Thursday, 10 November 2011

Firefox's HTML full-screen API enabled in Nightly builds

A few days ago I enabled the HTML full-screen API in Firefox nightly builds. This enables developers to make an arbitrary HTML element "full-screen", hiding the browser's UI and stretching the element to encompass the entire screen. This will be particularly useful for HTML5 video and games.

If all goes well, this feature will ship in Firefox 10 at the end of January.

The API has changed slightly since I last blogged about it. The current API is Mozilla-specific, but is similar to the W3C's Fullscreen draft specification.

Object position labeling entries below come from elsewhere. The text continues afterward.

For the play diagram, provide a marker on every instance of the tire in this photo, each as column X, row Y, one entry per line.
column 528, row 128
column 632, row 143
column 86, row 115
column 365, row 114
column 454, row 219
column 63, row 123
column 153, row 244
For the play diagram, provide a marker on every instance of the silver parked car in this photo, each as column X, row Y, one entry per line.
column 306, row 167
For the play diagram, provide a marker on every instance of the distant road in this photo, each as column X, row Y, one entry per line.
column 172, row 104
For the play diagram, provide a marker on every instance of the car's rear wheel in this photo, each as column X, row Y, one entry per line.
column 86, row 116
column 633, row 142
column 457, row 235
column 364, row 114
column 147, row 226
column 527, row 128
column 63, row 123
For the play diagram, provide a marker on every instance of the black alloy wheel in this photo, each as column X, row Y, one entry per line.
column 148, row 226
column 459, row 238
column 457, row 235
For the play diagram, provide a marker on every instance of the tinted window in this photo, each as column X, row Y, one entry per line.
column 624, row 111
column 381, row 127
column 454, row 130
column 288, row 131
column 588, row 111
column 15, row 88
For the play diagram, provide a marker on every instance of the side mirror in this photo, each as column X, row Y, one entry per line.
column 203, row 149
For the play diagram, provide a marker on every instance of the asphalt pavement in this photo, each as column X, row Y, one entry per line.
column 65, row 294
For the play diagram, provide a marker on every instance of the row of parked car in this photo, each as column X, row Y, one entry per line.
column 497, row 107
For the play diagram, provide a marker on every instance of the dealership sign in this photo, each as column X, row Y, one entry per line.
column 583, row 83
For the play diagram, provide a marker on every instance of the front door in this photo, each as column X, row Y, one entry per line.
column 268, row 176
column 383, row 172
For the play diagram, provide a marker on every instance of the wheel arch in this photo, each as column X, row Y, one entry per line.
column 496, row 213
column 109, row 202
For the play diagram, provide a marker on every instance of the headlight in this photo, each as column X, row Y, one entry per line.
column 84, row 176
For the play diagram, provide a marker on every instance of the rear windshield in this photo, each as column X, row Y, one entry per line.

To enter full-screen mode, call the following method on the HTML Element you'd like to enter full-screen:
  • void mozRequestFullScreen() : posts an asynchronous request to make the HTML element the full-screen element. If the request is granted, some time later a bubbling "mozfullscreenchange" event is dispatched to the element which requested full-screen. If the request is denied, a "mozfullscreenerror" event is dispatched to the element's owning document. We only grant requests for full-screen when:
    • mozRequestFullScreen() is called in a user-generated event handler, e.g. a mouse click handler, and
    • the requesting element is in its document, and
    • there are no windowed plugins present in any document/iframe in the current page, and
    • all iframes containing the requesting element (if any) have the mozallowfullscreen attribute.
We added the following method and attributes to HTML Document:
  • void mozCancelFullScreen() : exits the document from full-screen mode. This dispatches a "mozfullscreenchange" event to the document containing the (now former) full-screen element. Note that the "mozfullscreenchange" event which is dispatched when you enter full-screen is targeted at the full-screen element, so if you want to receive the "mozfullscreenchange" on both entering and exiting full-screen in the same listener you should add your listener to the document, rather than the full-screen element.
  • readonly attribute boolean mozFullScreen : true when the document is in full-screen mode.
  • readonly attribute Element mozFullScreenElement : reference to the current full-screen element.
  • readonly attribute boolean mozFullScreenEnabled : returns true if calls to mozRequestFullScreen() would be granted in the current document. This returns false if there are any windowed plugins present in any document/iframe in the current page, or if any iframes containing this document don't have the mozallowfullscreen attribute present, or if the user has disabled the API by preference. If this returns false you may want to not show the user your enter-full-screen button in your page, since you know it won't work!
We also added the :-moz-full-screen css pseudo class, which applies to the full-screen element while in full-screen mode.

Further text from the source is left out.